OPINION: Electra’s opening night captivates audience

Autumn Kehn, Opinion Writer

On Thursday night, I went to see the opening night of “Electra,” a play with drama and tragedy, put on by BGSU Department of Theatre and Film in the Eva Marie Saint Theatre inside the BGSU Wolfe Center.

The performance allowed the audience to feel like they were right in the world with the characters instead of just observing. 

The staging involved an ominous large, red door to Electra’s home, a blue tiled looking floor, and a large stone altar with metal gold flames. The frames of the door looked like three thick nails overlapping each other, while the floor gave off an eerie blue to combat the door and the altar. 

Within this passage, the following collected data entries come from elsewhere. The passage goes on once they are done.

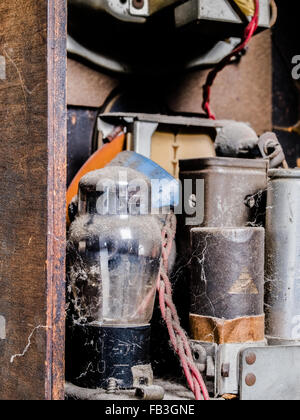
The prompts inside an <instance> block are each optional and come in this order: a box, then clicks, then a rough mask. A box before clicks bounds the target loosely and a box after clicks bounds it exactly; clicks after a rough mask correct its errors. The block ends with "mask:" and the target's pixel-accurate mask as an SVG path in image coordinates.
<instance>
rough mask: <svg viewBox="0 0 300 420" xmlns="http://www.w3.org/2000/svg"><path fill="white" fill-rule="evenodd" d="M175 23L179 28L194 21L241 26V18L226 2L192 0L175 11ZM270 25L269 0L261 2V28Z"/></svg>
mask: <svg viewBox="0 0 300 420" xmlns="http://www.w3.org/2000/svg"><path fill="white" fill-rule="evenodd" d="M175 21H176V25H177V26H178V27H181V26H185V25H187V24H189V23H191V22H194V21H215V22H218V21H219V22H221V23H224V22H226V23H232V24H241V23H243V21H242V19H241V16H240V15H239V14H238V13H237V12H236V11H235V10H234V9H233V7H232V6H231V5H230V3H229V2H228V1H226V0H190V1H188V2H187V3H184V4H183V5H180V6H178V7H177V8H176V10H175ZM269 25H270V4H269V0H260V15H259V26H260V27H265V28H268V27H269Z"/></svg>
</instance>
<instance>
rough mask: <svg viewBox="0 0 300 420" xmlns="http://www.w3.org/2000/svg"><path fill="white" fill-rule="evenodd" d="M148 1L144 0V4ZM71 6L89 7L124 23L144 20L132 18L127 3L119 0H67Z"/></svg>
mask: <svg viewBox="0 0 300 420" xmlns="http://www.w3.org/2000/svg"><path fill="white" fill-rule="evenodd" d="M148 1H149V0H145V4H147V3H148ZM68 3H69V4H71V5H73V4H74V5H79V6H83V7H90V8H91V9H93V10H95V11H99V10H102V11H104V12H106V13H109V14H110V15H112V16H114V17H115V18H117V19H119V20H122V21H125V22H137V23H143V22H144V21H145V19H144V18H143V17H140V16H134V15H132V14H131V13H130V12H131V10H130V7H129V1H128V0H126V1H125V2H124V1H119V0H68Z"/></svg>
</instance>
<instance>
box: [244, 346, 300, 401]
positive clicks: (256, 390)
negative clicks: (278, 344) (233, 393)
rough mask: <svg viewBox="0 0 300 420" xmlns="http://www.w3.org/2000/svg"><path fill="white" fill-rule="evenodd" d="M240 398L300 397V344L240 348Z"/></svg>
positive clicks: (265, 398)
mask: <svg viewBox="0 0 300 420" xmlns="http://www.w3.org/2000/svg"><path fill="white" fill-rule="evenodd" d="M240 399H241V400H244V401H259V400H268V401H274V400H275V401H276V400H295V401H297V400H300V346H274V347H272V346H271V347H257V348H251V349H246V350H244V351H242V353H241V356H240Z"/></svg>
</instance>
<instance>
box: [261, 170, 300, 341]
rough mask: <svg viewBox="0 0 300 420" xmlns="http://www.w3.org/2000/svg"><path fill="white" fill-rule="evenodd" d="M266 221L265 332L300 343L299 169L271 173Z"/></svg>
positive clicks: (273, 335)
mask: <svg viewBox="0 0 300 420" xmlns="http://www.w3.org/2000/svg"><path fill="white" fill-rule="evenodd" d="M269 177H270V181H269V188H268V202H267V219H266V318H267V320H266V321H267V322H266V333H267V335H268V336H269V337H270V342H272V341H273V343H275V344H276V343H281V344H284V343H288V342H293V341H297V342H299V341H300V170H299V169H290V170H283V169H273V170H270V171H269Z"/></svg>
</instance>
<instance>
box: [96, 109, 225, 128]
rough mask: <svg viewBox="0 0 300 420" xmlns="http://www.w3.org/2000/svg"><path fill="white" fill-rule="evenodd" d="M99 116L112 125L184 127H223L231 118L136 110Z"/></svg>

The costuming was very interesting because the women wore more of what would be expected for ancient Greece, while the men wore 1900s inspired clothing. It was an interesting choice that definitely created a new modern dynamic to the ancient story.

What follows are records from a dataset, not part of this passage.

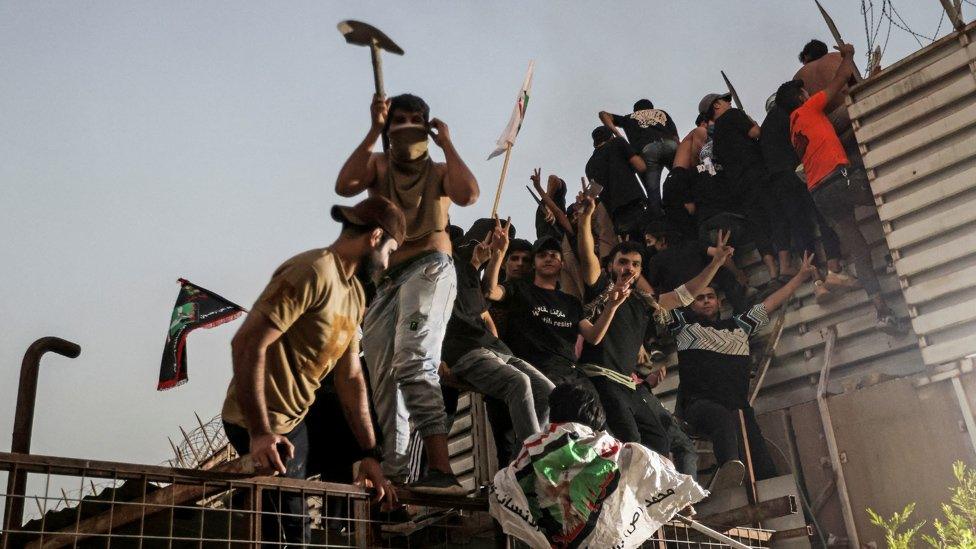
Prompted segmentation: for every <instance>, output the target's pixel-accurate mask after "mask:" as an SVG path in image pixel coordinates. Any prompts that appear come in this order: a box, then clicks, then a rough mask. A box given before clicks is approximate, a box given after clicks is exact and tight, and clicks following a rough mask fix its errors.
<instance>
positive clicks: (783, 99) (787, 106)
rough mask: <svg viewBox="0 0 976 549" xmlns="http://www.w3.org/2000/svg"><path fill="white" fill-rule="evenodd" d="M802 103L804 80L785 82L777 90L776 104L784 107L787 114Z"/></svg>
mask: <svg viewBox="0 0 976 549" xmlns="http://www.w3.org/2000/svg"><path fill="white" fill-rule="evenodd" d="M802 104H803V80H790V81H789V82H784V83H783V84H782V85H780V87H779V89H777V90H776V106H777V107H779V108H781V109H783V110H784V111H785V112H786V114H792V113H793V111H795V110H796V109H798V108H800V105H802Z"/></svg>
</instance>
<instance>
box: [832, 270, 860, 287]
mask: <svg viewBox="0 0 976 549" xmlns="http://www.w3.org/2000/svg"><path fill="white" fill-rule="evenodd" d="M824 285H825V286H827V289H828V290H840V291H841V292H849V291H851V290H856V289H858V288H860V287H861V283H860V281H858V279H856V278H854V277H853V276H851V275H849V274H847V273H845V272H843V271H841V272H839V273H835V272H833V271H827V276H826V277H825V278H824Z"/></svg>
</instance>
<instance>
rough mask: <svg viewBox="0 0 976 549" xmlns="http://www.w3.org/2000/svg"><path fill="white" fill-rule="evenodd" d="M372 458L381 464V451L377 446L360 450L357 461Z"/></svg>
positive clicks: (380, 449) (381, 457) (382, 460)
mask: <svg viewBox="0 0 976 549" xmlns="http://www.w3.org/2000/svg"><path fill="white" fill-rule="evenodd" d="M366 458H373V459H375V460H376V461H378V462H380V463H382V462H383V449H382V448H380V447H379V446H373V447H372V448H370V449H368V450H361V451H360V454H359V459H366Z"/></svg>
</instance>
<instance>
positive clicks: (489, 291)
mask: <svg viewBox="0 0 976 549" xmlns="http://www.w3.org/2000/svg"><path fill="white" fill-rule="evenodd" d="M511 224H512V221H511V219H509V220H508V221H506V222H505V226H504V227H503V226H502V223H501V221H500V220H499V219H498V218H497V217H496V218H495V230H494V231H493V232H492V234H491V259H489V260H488V268H487V269H486V272H485V297H486V298H488V299H489V300H490V301H501V300H503V299H505V287H504V286H502V285H501V284H499V283H498V274H499V273H500V272H501V270H502V262H503V261H505V252H507V251H508V227H509V225H511Z"/></svg>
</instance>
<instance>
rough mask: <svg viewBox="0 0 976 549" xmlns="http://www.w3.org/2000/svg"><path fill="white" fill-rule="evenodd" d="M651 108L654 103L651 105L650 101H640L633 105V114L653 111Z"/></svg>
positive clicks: (639, 100)
mask: <svg viewBox="0 0 976 549" xmlns="http://www.w3.org/2000/svg"><path fill="white" fill-rule="evenodd" d="M653 108H654V103H651V100H650V99H640V100H638V101H637V102H636V103H634V112H637V111H643V110H647V109H653Z"/></svg>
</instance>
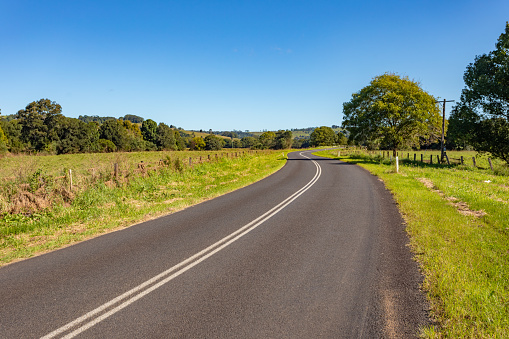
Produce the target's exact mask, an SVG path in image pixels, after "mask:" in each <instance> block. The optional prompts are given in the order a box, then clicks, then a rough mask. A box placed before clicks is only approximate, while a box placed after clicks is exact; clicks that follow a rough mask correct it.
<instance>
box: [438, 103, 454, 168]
mask: <svg viewBox="0 0 509 339" xmlns="http://www.w3.org/2000/svg"><path fill="white" fill-rule="evenodd" d="M435 102H442V103H443V114H442V140H441V142H440V163H443V162H444V157H445V146H444V144H445V137H444V133H445V103H446V102H454V100H445V99H444V101H442V100H436V101H435Z"/></svg>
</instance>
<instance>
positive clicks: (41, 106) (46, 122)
mask: <svg viewBox="0 0 509 339" xmlns="http://www.w3.org/2000/svg"><path fill="white" fill-rule="evenodd" d="M61 115H62V106H60V105H59V104H57V103H56V102H54V101H51V100H49V99H40V100H39V101H33V102H31V103H29V104H28V105H27V106H26V107H25V109H22V110H19V111H18V113H17V118H18V119H19V123H20V124H21V138H22V140H23V141H24V142H25V143H27V144H28V145H30V148H31V149H33V150H35V151H43V150H45V149H47V148H48V146H49V144H50V143H51V142H52V141H56V140H58V136H57V131H56V127H57V124H58V120H59V117H60V116H61Z"/></svg>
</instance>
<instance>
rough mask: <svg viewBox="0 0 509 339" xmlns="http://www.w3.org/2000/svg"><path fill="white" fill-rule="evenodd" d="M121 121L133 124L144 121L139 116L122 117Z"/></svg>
mask: <svg viewBox="0 0 509 339" xmlns="http://www.w3.org/2000/svg"><path fill="white" fill-rule="evenodd" d="M123 120H128V121H130V122H132V123H133V124H141V123H143V121H145V119H143V118H142V117H139V116H137V115H133V114H126V115H124V118H123Z"/></svg>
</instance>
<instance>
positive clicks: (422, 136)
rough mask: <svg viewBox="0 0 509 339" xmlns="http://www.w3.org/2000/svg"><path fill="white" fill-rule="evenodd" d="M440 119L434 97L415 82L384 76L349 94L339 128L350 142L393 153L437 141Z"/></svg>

In this production, the main character is Electra and she is mourning the death of her father King Agamemnon who has been killed by her mother, Clytemnestra and her lover, Aegisthus (Agamemnon’s cousin). Years later, Electra waits in her lamenting for her brother Orestes to come home and exact justice (and revenge) on their father’s killers.

Orestes is finally ready to come back and do what must be done but must first exact a plan to make this happen (as instructed by Apollo to only rely on his own cunning). This involves his servant, who has been caring for him all these years, to go and see what is happening in Electra’s home and pass on the news that Orestes himself is dead. This allows for everyone later to be caught off guard at his return and he is able to kill Clytemnestra and Aegisthus.

The play was met with rounds of applause and several members of the audience stood up for the actors when they came out for a bow. The performances of the actors were a bit of a mix for me but were still more than enjoyable to witness. 

The actress for Electra had a lot on her shoulders to cry and mourn at such intensity for 1.5 hours, so it’s hard to critique the believability of her weeping. However, it did feel like she was acting instead of being and whenever she prayed at the altar, it felt like she’d never bowed her heart and prayed before. 

Her friends, the chorus, did a wonderful job at narrating the story, creating suspense by beating the floor and being Electra’s consciousness. However, the believability of their weeping was also questionable. 

The actor for Orestes delivered a great performance in his facial expressions, eye contact and giving a sound voice as the hero. The actress for Clytemnestra delivered wonderful displays of madness and grief and looked like she absolutely loved doing it. 

The actor for the servant, Phocis, did well and captivated everyone’s attention when telling the false story of how Orestes met his death. The actor for Aegisthus did a good job as well and sold me in his arrogance when he stamped his cane to scare Electra. 

The actress for Chrysothemis (Electra and Orestes’ sister) also did a wonderful job being kind and innocent and never failed in her eye contact and facial expressions. 

Overall, this is a performance that I would highly encourage others to see and experience the ancient drama/tragedy for yourself.